Time series forecasting with LLM-based foundation models and scalable AIOps on AWS

Time series forecasting is critical for decision-making across industries. From predicting traffic flow to sales forecasting, accurate predictions enable organizations to make informed decisions, mitigate risks, and allocate resources efficiently. However, traditional machine learning approaches often require extensive data-specific tuning and model customization, resulting in lengthy and resource-heavy development.

Enter Chronos, a cutting-edge family of time series models that uses the power of large language model (LLM) architectures to break through these hurdles. As a foundation model, Chronos is pre-trained on large and diverse datasets, enabling it to generalize forecasting capabilities across multiple domains. This innovative approach allows Chronos to excel at zero-shot forecasts—predictions made without specific training on the target dataset. Chronos outperforms task-specific models across most benchmarked datasets.

Chronos is founded on a key insight: both LLMs and time series forecasting aim to decode sequential patterns to predict future events. This parallel allows us to treat time series data as a language to be modeled by off-the-shelf transformer architectures. To make this possible, Chronos converts continuous time series data into a discrete vocabulary through a two-step process of scaling the time series by its absolute mean and then quantizing the scaled time series into a fixed number of equally spaced bins.
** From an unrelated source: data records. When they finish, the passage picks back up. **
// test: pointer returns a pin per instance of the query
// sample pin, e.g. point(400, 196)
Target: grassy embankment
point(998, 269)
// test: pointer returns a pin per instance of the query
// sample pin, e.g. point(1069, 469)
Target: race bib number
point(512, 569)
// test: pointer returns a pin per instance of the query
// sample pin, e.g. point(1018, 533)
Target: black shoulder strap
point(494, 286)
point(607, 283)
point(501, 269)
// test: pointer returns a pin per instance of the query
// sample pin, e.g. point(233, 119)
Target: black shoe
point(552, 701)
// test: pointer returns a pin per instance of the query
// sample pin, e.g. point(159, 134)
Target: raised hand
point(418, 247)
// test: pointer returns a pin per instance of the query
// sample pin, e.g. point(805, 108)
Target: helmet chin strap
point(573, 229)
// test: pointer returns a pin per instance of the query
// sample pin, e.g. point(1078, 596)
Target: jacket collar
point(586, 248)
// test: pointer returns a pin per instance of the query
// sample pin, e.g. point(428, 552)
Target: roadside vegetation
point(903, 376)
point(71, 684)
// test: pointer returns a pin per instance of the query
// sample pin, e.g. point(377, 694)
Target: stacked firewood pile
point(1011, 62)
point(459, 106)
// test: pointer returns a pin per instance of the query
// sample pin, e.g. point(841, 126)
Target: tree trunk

In this blog post, we will guide you through the process of integrating Chronos into Amazon SageMaker Pipeline using a synthetic dataset that simulates a sales forecasting scenario, unlocking accurate and efficient predictions with minimal data. You will learn how to use features to orchestrate the entire workflow from fine-tuning to deployment. By the end of this journey, you will be equipped to streamline your development process and apply Chronos to any time series data, transforming your forecasting approach.

Prerequisites

SageMaker domain access with required IAM permissions: You need to have access to a SageMaker domain with the necessary AWS Identity and Access Management (IAM) permissions to create and manage resources. Make sure that you have the required permissions to create notebooks, deploy models, and perform other tasks outlined in this post. See quick setup for Amazon SageMaker AI for instructions about setting up a SageMaker domain. To follow along, see the code in GitHub.

Click here to open the AWS console and follow along.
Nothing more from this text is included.